- 2 Mukluks
- 1 ti’ Fatback
- 1 9:Zero:7
- 2 Pugsleys: the Fugsley, and Don’s DUC32 Pugs
- December 11, 2011
- 19.34 miles
- 2:23 ride time
- (8.1 mph average pace)
- 2270ft vertical
You’d think it would be a singletrack traffic jam on a day like this: sunny, cold—but not too cold, with the saturated ground nicely frozen. But no. Just six of us out there, with only two more passing us mid-ride.
Lake Hope offers an excellent set of trails, all well-marked. If you find yourself in south-central Ohio, it’s worth your time.
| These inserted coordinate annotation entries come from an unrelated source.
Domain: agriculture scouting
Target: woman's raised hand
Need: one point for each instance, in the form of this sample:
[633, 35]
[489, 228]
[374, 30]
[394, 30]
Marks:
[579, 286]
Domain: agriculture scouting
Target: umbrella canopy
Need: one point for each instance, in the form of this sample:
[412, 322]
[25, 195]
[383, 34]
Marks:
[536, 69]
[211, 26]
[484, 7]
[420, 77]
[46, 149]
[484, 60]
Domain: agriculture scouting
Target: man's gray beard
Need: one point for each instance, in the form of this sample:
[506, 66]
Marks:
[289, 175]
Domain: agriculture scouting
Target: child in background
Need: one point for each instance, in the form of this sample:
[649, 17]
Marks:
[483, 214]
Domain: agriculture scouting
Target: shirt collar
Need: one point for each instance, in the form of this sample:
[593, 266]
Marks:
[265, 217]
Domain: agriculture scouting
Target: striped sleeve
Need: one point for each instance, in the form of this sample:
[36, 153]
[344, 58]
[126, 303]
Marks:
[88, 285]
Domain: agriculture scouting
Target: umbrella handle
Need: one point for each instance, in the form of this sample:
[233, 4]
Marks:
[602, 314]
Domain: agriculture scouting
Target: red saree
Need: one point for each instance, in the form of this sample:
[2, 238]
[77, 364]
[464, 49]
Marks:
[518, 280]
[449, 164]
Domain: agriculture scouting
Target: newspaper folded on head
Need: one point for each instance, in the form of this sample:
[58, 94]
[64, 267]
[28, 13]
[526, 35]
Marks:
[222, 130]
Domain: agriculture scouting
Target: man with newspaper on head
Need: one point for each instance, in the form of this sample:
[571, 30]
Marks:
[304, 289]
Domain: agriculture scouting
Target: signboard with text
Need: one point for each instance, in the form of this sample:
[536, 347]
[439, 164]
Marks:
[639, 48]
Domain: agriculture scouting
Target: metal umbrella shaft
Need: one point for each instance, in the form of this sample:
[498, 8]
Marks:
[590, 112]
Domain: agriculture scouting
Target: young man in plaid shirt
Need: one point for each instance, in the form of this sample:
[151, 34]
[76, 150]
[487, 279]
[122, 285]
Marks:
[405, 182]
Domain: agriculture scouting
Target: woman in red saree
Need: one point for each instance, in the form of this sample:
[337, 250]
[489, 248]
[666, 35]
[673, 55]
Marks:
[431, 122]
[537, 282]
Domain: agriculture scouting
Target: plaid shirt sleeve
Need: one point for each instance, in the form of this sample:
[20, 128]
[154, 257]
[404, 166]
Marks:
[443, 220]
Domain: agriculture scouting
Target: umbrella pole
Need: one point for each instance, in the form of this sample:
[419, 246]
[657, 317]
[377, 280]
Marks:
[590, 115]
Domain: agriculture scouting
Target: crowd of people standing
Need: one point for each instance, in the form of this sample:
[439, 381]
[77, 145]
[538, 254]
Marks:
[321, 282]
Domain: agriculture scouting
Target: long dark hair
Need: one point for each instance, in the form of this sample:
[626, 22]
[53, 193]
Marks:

See the trail map and descriptions here: http://www.lakehopestatepark.
What made this ride memorable was the full representation of fatbikes. Six riders, six fatties from four different brands. Given the niche community of fatbikes, it seems significant that here, in a non-snowbelt like central Ohio, there are guys getting on board the fat train. Guys like Matt, who is an ultra endurance runner—why the heck would he want to push a fatbike around? Or Tim, a strong, seasoned road rider, who bought his 9:ZERO:7 this year (after setting up a Fargo, too). What’s the draw? Why climb over 2000 vertical feet for nearly 20 miles on a bike that’s 30+ pounds? Here’s a quick attempt to explain it…
Fatbiking on Lake Hope singletrack (or any trail) brings out the Kid in us. Once you realize that you can crawl over just about anything, a few minutes on a fatbike triggers some old memory in your brain. You recall—even subconsciously—the first time you took your bicycle offroad, trail or no trail. You’re a conqueror of worlds. A mighty explorer. Even more, the fatbike platform, quite capable of racing at high speeds, has that wonderful built-in low-gear feel. It forces you to chill out. Enjoy the view. Mentally unplug from the hustle and hype. In short, fatbikes reconnect you to those core things that get forgotten in modern life. Even forgotten on other, faster bike platforms.
So the ride at Lake Hope wasn’t about blazing through the course. It was about connecting with a growing number of fatbikers, and reconnecting to that good core stuff that gets us on fatbikes in the first place. Oh, and Fat Tire Ale, which Aaron generously shared at ride’s end.
Get out there,
I could not agree more with your comments about fat bikes. I live in a snow-belt zone… Idaho. But, for the very reasons you describe, I find myself using the Pug as my primary mountain bike… its fun, comfy, and if you accept the downside (weight) the upside is soooo worth it in terms of fun, comfort, traction, riding position, etc.
See you on the trail…. life may deliver me to Columbus, OH soon.
@dafew: If you’re out this way, holler at me: dylan1 me com. Our Phase 2 trail just north of Columbus is a total blast to ride, and quick at around 6 miles for one loop. Great flow, plus bridges, a big wall, and other fun stuff.